Monsieur le rapporteur, vous avez indiqué que, si l'option de la désignation en fonction des dernières élections était retenue, cette mesure se heurterait à de sérieuses difficultés juridiques d'ordre constitutionnel ou à des problèmes démographiques. Mais croyez-vous vraiment être à l'abri d'une censure du Conseil constitutionnel avec ce projet de loi ? Si la méthode que vous avez choisie a été validée par Bruxelles, la Haute juridiction n'est pas soumise aux décisions bruxelloises, quelle qu'en soit la nature juridique. Cette option est susceptible de se heurter au principe d'égalité.

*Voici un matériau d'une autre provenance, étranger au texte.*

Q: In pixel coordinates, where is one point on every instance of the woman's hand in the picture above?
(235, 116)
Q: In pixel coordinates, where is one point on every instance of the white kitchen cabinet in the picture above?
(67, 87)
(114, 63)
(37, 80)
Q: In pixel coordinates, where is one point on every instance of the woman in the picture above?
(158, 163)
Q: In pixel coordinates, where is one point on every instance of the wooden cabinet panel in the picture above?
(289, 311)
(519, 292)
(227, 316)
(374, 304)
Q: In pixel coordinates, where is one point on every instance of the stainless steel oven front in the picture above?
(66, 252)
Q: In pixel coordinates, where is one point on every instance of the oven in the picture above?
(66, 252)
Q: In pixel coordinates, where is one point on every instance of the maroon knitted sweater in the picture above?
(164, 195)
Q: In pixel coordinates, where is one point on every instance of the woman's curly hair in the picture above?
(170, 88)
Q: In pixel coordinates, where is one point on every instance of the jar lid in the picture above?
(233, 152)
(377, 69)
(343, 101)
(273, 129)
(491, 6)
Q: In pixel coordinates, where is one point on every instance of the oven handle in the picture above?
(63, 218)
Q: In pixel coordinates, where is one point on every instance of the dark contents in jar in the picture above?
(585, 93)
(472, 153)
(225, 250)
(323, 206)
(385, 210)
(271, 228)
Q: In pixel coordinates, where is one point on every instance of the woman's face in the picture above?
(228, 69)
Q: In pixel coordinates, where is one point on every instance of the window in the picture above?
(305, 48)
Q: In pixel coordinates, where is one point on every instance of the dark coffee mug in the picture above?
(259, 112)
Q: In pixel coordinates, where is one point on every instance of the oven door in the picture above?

Peut-on, en effet, faire siéger dans une même enceinte parlementaire des députés désignés par deux méthodes différentes : certains au suffrage universel direct et à la proportionnelle et d'autres élus par l'Assemblée nationale, cette dernière étant élue au scrutin majoritaire à deux tours ?

Pour conclure, ce projet de loi est une belle illustration de l'action brouillonne du Gouvernement. Vous êtes dans l'erreur depuis le début dans ce dossier : erreur sur le calendrier et erreur sur la méthode. Ce nouveau projet de loi, qui va apparaître aux yeux de l'opinion comme un tour de passe-passe, n'est pas de nature à renforcer le lien entre les Français et les institutions européennes et je le regrette. Le groupe socialiste, radical, citoyen et divers gauche se prononcera, en conséquence, contre ce texte.